We mix SmoothQuant with GPTQ W8A8 to create a sophisticated quantization pipeline that handles activation outliers earlier than making use of 8-bit compression. We save and benchmark this SmoothQuant-based mannequin using the identical analysis setup as the sooner variants. Also, we print a abstract desk and pattern completions to examine all quantized fashions in opposition to the FP16 baseline in a single place.

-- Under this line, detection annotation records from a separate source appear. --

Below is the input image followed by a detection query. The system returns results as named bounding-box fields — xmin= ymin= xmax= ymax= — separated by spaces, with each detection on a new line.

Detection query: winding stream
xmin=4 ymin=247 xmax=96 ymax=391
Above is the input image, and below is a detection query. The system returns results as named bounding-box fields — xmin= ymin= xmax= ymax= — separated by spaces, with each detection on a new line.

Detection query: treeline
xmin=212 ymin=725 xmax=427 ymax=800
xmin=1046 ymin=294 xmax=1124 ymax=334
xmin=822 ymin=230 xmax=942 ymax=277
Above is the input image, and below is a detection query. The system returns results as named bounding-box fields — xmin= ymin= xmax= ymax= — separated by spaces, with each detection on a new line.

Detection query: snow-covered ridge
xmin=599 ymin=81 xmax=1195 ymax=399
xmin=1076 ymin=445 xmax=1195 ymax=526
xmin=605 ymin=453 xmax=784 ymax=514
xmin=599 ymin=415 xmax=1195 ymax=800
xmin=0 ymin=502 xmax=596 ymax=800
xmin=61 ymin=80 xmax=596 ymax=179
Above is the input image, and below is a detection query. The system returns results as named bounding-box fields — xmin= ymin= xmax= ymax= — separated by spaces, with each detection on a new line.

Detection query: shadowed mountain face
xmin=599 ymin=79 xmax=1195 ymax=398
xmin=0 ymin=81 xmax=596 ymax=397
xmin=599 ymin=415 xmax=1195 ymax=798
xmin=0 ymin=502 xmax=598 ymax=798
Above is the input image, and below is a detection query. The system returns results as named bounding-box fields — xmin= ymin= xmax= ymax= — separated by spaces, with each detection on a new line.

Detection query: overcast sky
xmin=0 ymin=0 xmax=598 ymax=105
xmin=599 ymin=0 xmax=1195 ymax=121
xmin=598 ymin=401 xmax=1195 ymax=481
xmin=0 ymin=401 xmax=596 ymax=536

In conclusion, we constructed an entire quantization workflow that compresses and evaluates a small instruction-tuned LLM using trendy PTQ strategies. We noticed that FP8 dynamic quantization presents a quick, data-free choice, whereas GPTQ-based strategies use calibration information to obtain stronger compression and improved accuracy restoration. We additionally in contrast all variants by way of constant benchmarks, which helps us perceive the trade-offs between measurement, pace, latency, and perplexity. By saving every quantized mannequin and testing technology high quality, we made the workflow nearer to an actual deployment pipeline. This offers us a reusable Colab-ready framework for testing LLM compression strategies earlier than deploying environment friendly fashions in real-world inference techniques.

Check out the Codes with Notebook here. Also, be at liberty to comply with us on Twitter and don’t overlook to be a part of our 150k+ ML SubReddit and Subscribe to our Newsletter. Wait! are you on telegram? now you can join us on telegram as well.

Need to associate with us for selling your GitHub Repo OR Hugging Face Page OR Product Release OR Webinar and many others.? Connect with us

The put up A Coding Implementation to Compress and Benchmark Instruction-Tuned LLMs with FP8, GPTQ, and SmoothQuant Quantization using llmcompressor appeared first on MarkTechPost.